Poi c’era il problema dell’età: conoscere la propria data di nascita, non significa conoscere anche l’anno in cui si è nati. Ma la questione era ancora più profonda; oggi per noi è naturale aggiungere una candelina sulla torta ogni anno, ma questo, se ci pensate, è il frutto di un’idea estremamente moderna del tempo e della storia, che potremmo definire lineare.
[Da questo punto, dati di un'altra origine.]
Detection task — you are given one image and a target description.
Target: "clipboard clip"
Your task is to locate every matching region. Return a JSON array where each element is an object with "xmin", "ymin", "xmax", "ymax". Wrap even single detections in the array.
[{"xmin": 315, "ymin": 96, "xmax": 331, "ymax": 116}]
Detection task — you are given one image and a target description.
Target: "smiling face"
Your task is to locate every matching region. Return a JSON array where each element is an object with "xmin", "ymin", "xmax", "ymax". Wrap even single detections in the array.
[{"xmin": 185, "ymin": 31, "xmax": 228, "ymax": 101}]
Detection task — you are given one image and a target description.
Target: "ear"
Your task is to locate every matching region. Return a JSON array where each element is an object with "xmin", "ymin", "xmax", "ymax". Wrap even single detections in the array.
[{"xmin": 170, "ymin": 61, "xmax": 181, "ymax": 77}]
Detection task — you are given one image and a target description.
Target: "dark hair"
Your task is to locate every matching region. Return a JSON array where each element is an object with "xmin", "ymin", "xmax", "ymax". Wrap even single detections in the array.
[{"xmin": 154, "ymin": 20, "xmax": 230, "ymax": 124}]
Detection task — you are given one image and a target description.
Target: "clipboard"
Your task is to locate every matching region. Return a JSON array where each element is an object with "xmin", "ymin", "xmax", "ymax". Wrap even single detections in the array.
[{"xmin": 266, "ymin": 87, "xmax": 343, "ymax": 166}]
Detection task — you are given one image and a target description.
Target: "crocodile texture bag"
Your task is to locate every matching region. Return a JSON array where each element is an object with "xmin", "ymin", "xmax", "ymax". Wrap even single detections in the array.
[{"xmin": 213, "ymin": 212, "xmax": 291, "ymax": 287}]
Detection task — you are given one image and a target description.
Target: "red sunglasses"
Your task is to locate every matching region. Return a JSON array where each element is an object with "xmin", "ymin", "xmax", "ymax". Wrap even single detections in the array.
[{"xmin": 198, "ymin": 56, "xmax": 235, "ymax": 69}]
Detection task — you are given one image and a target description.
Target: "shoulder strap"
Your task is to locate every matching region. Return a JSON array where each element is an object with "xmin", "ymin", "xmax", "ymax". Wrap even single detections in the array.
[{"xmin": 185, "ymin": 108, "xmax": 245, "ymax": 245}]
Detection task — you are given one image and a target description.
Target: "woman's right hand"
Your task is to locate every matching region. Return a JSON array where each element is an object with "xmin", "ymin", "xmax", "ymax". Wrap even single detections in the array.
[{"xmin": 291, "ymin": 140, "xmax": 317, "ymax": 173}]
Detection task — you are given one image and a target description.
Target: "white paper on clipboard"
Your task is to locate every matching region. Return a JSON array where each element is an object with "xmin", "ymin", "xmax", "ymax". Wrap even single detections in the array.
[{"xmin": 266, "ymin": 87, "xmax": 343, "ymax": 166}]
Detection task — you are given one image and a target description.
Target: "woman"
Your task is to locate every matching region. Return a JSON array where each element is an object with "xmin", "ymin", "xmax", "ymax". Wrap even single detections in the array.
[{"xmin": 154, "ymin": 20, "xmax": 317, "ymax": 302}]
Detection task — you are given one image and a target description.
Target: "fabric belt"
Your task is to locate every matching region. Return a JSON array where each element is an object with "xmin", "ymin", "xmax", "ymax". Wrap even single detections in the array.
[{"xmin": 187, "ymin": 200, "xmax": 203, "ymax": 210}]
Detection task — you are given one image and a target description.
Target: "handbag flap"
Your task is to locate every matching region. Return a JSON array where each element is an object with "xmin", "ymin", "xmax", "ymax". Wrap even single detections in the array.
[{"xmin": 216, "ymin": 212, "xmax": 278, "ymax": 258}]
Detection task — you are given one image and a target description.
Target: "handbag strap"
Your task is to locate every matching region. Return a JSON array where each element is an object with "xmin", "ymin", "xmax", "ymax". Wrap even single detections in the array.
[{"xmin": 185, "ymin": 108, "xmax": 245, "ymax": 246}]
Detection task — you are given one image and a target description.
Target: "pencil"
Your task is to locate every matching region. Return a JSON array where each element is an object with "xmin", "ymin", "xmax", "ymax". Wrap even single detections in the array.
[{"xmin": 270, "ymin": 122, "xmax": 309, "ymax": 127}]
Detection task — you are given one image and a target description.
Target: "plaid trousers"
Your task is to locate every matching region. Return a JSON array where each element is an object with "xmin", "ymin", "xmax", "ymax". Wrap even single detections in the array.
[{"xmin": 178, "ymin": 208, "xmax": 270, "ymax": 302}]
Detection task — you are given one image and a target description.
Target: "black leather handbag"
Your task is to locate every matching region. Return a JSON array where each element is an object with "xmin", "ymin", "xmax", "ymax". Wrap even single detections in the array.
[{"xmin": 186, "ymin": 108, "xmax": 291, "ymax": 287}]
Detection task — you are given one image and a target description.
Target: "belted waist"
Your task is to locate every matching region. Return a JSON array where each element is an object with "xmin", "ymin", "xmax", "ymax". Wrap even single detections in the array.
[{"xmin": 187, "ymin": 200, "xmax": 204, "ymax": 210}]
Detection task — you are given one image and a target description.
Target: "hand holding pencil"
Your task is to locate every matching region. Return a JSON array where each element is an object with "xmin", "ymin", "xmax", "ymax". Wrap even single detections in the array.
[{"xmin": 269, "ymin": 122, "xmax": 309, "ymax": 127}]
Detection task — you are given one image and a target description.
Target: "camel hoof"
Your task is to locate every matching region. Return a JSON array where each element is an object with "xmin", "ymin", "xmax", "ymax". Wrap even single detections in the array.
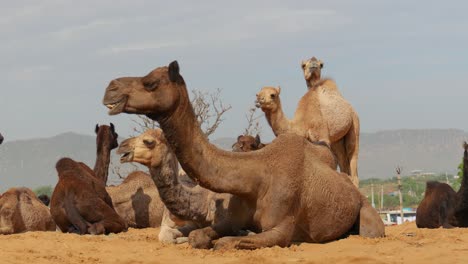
[{"xmin": 188, "ymin": 229, "xmax": 213, "ymax": 249}]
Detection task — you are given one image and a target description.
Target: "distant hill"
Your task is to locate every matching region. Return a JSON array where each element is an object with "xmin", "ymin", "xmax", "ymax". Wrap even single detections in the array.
[{"xmin": 0, "ymin": 129, "xmax": 468, "ymax": 191}]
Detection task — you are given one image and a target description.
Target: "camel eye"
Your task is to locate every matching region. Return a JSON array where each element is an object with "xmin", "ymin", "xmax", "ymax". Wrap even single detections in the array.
[
  {"xmin": 143, "ymin": 139, "xmax": 156, "ymax": 148},
  {"xmin": 144, "ymin": 79, "xmax": 159, "ymax": 91}
]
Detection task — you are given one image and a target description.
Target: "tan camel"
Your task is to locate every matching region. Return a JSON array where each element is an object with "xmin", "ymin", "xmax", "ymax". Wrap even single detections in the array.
[
  {"xmin": 117, "ymin": 129, "xmax": 249, "ymax": 243},
  {"xmin": 103, "ymin": 61, "xmax": 384, "ymax": 249},
  {"xmin": 106, "ymin": 171, "xmax": 164, "ymax": 228},
  {"xmin": 302, "ymin": 57, "xmax": 360, "ymax": 187},
  {"xmin": 94, "ymin": 123, "xmax": 119, "ymax": 185},
  {"xmin": 416, "ymin": 142, "xmax": 468, "ymax": 228},
  {"xmin": 0, "ymin": 188, "xmax": 55, "ymax": 235},
  {"xmin": 256, "ymin": 87, "xmax": 330, "ymax": 146},
  {"xmin": 232, "ymin": 135, "xmax": 266, "ymax": 152}
]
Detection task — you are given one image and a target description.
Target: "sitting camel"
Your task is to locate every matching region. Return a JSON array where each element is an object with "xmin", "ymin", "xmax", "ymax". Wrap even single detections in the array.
[
  {"xmin": 106, "ymin": 171, "xmax": 164, "ymax": 228},
  {"xmin": 416, "ymin": 142, "xmax": 468, "ymax": 228},
  {"xmin": 232, "ymin": 135, "xmax": 266, "ymax": 152},
  {"xmin": 0, "ymin": 188, "xmax": 55, "ymax": 235},
  {"xmin": 301, "ymin": 57, "xmax": 360, "ymax": 187},
  {"xmin": 50, "ymin": 158, "xmax": 127, "ymax": 234},
  {"xmin": 103, "ymin": 61, "xmax": 385, "ymax": 249},
  {"xmin": 117, "ymin": 129, "xmax": 255, "ymax": 243}
]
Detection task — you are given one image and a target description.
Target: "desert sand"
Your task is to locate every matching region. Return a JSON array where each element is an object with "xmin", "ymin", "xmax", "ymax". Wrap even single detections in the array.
[{"xmin": 0, "ymin": 222, "xmax": 468, "ymax": 264}]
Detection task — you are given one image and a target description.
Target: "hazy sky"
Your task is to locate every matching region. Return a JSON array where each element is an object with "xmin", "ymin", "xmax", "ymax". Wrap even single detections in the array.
[{"xmin": 0, "ymin": 0, "xmax": 468, "ymax": 140}]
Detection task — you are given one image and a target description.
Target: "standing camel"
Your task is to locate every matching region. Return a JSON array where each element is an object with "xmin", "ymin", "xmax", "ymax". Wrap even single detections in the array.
[
  {"xmin": 301, "ymin": 57, "xmax": 360, "ymax": 187},
  {"xmin": 103, "ymin": 61, "xmax": 385, "ymax": 249}
]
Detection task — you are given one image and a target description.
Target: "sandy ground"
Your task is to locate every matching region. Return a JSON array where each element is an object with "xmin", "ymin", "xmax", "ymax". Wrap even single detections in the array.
[{"xmin": 0, "ymin": 223, "xmax": 468, "ymax": 264}]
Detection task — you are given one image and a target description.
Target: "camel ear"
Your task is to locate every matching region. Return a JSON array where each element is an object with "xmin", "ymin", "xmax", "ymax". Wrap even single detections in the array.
[
  {"xmin": 255, "ymin": 134, "xmax": 262, "ymax": 147},
  {"xmin": 168, "ymin": 61, "xmax": 180, "ymax": 82}
]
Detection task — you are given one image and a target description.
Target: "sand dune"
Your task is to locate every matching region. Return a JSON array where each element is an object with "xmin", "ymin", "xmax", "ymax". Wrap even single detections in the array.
[{"xmin": 0, "ymin": 223, "xmax": 468, "ymax": 264}]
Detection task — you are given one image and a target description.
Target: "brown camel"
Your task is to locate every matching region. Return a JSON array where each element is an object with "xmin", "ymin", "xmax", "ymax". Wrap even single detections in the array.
[
  {"xmin": 50, "ymin": 158, "xmax": 127, "ymax": 234},
  {"xmin": 106, "ymin": 171, "xmax": 164, "ymax": 228},
  {"xmin": 103, "ymin": 61, "xmax": 385, "ymax": 249},
  {"xmin": 302, "ymin": 57, "xmax": 360, "ymax": 187},
  {"xmin": 256, "ymin": 87, "xmax": 330, "ymax": 146},
  {"xmin": 117, "ymin": 129, "xmax": 249, "ymax": 243},
  {"xmin": 232, "ymin": 135, "xmax": 266, "ymax": 152},
  {"xmin": 416, "ymin": 142, "xmax": 468, "ymax": 228},
  {"xmin": 94, "ymin": 123, "xmax": 119, "ymax": 185},
  {"xmin": 0, "ymin": 188, "xmax": 55, "ymax": 235}
]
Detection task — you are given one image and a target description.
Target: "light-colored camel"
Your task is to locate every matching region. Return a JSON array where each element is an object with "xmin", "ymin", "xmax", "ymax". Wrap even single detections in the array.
[
  {"xmin": 106, "ymin": 171, "xmax": 164, "ymax": 228},
  {"xmin": 416, "ymin": 142, "xmax": 468, "ymax": 228},
  {"xmin": 302, "ymin": 57, "xmax": 360, "ymax": 187},
  {"xmin": 256, "ymin": 84, "xmax": 330, "ymax": 146},
  {"xmin": 103, "ymin": 61, "xmax": 384, "ymax": 249},
  {"xmin": 117, "ymin": 129, "xmax": 252, "ymax": 243},
  {"xmin": 0, "ymin": 188, "xmax": 55, "ymax": 235}
]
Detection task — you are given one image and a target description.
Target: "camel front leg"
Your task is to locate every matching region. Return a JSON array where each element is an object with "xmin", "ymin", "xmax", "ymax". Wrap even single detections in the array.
[{"xmin": 214, "ymin": 217, "xmax": 295, "ymax": 250}]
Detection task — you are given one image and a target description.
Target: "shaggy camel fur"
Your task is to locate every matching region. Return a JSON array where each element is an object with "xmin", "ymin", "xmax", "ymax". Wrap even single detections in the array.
[
  {"xmin": 94, "ymin": 123, "xmax": 119, "ymax": 185},
  {"xmin": 232, "ymin": 135, "xmax": 266, "ymax": 152},
  {"xmin": 255, "ymin": 87, "xmax": 330, "ymax": 146},
  {"xmin": 0, "ymin": 188, "xmax": 55, "ymax": 235},
  {"xmin": 50, "ymin": 158, "xmax": 127, "ymax": 234},
  {"xmin": 416, "ymin": 142, "xmax": 468, "ymax": 228},
  {"xmin": 106, "ymin": 171, "xmax": 164, "ymax": 228},
  {"xmin": 103, "ymin": 61, "xmax": 385, "ymax": 249},
  {"xmin": 117, "ymin": 129, "xmax": 250, "ymax": 243},
  {"xmin": 302, "ymin": 57, "xmax": 360, "ymax": 187}
]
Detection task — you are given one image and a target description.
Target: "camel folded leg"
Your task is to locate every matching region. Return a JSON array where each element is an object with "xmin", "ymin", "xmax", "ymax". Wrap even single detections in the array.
[
  {"xmin": 77, "ymin": 195, "xmax": 127, "ymax": 234},
  {"xmin": 214, "ymin": 217, "xmax": 294, "ymax": 250}
]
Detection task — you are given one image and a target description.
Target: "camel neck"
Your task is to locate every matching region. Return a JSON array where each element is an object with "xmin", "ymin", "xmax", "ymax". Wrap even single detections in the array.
[
  {"xmin": 150, "ymin": 151, "xmax": 208, "ymax": 223},
  {"xmin": 94, "ymin": 143, "xmax": 112, "ymax": 185},
  {"xmin": 265, "ymin": 101, "xmax": 290, "ymax": 136},
  {"xmin": 149, "ymin": 84, "xmax": 258, "ymax": 195}
]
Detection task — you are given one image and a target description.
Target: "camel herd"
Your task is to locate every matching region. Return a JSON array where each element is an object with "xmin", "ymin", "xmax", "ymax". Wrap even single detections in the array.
[{"xmin": 0, "ymin": 57, "xmax": 468, "ymax": 249}]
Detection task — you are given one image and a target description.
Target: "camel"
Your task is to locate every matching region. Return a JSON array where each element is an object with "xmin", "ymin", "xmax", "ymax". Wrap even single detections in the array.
[
  {"xmin": 117, "ymin": 129, "xmax": 252, "ymax": 243},
  {"xmin": 0, "ymin": 188, "xmax": 55, "ymax": 235},
  {"xmin": 94, "ymin": 123, "xmax": 119, "ymax": 185},
  {"xmin": 302, "ymin": 57, "xmax": 360, "ymax": 187},
  {"xmin": 103, "ymin": 61, "xmax": 385, "ymax": 249},
  {"xmin": 416, "ymin": 142, "xmax": 468, "ymax": 228},
  {"xmin": 50, "ymin": 158, "xmax": 127, "ymax": 235},
  {"xmin": 255, "ymin": 86, "xmax": 330, "ymax": 146},
  {"xmin": 232, "ymin": 135, "xmax": 266, "ymax": 152},
  {"xmin": 106, "ymin": 171, "xmax": 164, "ymax": 228}
]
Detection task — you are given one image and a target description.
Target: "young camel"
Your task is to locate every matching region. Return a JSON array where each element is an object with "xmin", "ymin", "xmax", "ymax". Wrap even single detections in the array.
[
  {"xmin": 0, "ymin": 188, "xmax": 55, "ymax": 235},
  {"xmin": 117, "ymin": 129, "xmax": 264, "ymax": 244},
  {"xmin": 301, "ymin": 57, "xmax": 360, "ymax": 187},
  {"xmin": 103, "ymin": 61, "xmax": 384, "ymax": 249},
  {"xmin": 416, "ymin": 142, "xmax": 468, "ymax": 228},
  {"xmin": 50, "ymin": 158, "xmax": 127, "ymax": 235}
]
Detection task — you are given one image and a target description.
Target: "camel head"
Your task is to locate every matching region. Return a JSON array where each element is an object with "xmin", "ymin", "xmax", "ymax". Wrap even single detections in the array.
[
  {"xmin": 117, "ymin": 128, "xmax": 170, "ymax": 167},
  {"xmin": 255, "ymin": 86, "xmax": 281, "ymax": 112},
  {"xmin": 301, "ymin": 57, "xmax": 323, "ymax": 82},
  {"xmin": 232, "ymin": 135, "xmax": 265, "ymax": 152},
  {"xmin": 103, "ymin": 61, "xmax": 184, "ymax": 117},
  {"xmin": 94, "ymin": 123, "xmax": 119, "ymax": 149}
]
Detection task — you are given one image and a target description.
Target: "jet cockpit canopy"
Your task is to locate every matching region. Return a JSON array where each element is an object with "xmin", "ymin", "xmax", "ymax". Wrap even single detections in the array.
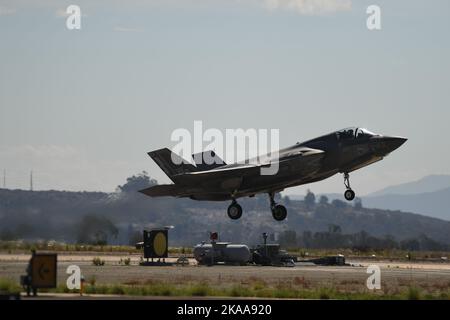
[{"xmin": 337, "ymin": 127, "xmax": 376, "ymax": 139}]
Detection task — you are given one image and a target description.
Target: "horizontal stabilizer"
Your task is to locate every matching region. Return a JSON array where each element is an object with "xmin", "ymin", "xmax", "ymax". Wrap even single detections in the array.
[{"xmin": 192, "ymin": 150, "xmax": 226, "ymax": 171}]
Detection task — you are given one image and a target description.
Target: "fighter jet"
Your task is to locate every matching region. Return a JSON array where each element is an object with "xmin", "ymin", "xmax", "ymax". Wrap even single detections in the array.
[{"xmin": 140, "ymin": 127, "xmax": 407, "ymax": 221}]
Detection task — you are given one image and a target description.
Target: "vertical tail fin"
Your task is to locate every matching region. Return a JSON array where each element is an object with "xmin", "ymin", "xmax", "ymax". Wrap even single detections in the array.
[{"xmin": 148, "ymin": 148, "xmax": 197, "ymax": 182}]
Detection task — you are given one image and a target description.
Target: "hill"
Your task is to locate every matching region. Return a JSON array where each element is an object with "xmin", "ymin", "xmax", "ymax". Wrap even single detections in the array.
[
  {"xmin": 0, "ymin": 177, "xmax": 450, "ymax": 246},
  {"xmin": 363, "ymin": 187, "xmax": 450, "ymax": 221}
]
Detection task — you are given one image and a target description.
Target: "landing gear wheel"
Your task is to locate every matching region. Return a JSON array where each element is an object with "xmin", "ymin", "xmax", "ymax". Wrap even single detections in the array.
[
  {"xmin": 272, "ymin": 204, "xmax": 287, "ymax": 221},
  {"xmin": 344, "ymin": 189, "xmax": 355, "ymax": 201},
  {"xmin": 227, "ymin": 202, "xmax": 242, "ymax": 220}
]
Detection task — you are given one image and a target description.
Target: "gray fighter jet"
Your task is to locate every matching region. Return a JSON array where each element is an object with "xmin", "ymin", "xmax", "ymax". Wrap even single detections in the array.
[{"xmin": 140, "ymin": 128, "xmax": 407, "ymax": 221}]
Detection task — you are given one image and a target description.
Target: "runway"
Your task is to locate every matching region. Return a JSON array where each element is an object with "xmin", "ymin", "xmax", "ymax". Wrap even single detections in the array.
[{"xmin": 0, "ymin": 253, "xmax": 450, "ymax": 296}]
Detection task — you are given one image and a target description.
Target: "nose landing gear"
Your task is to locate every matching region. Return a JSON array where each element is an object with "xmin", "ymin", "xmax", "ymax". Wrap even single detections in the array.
[
  {"xmin": 227, "ymin": 199, "xmax": 242, "ymax": 220},
  {"xmin": 344, "ymin": 172, "xmax": 355, "ymax": 201}
]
Senza scomodare Sant’Agostino, fino a pochi secoli fa il tempo non veniva visto in questo modo, ma era piuttosto un processo circolare, nel quale le stagioni si ripetevano sempre uguali a sé stesse e del quale, in ogni caso, l’uomo non era padrone.

A questo proposito non può non sorprendere la minuziosa descrizione della festa di compleanno del Qubilai Khan che ci fornisce Marco Polo nel Milione; il famoso mercante veneziano è palesemente stupito di dover assistere a una festa della quale non capisce assolutamente il senso.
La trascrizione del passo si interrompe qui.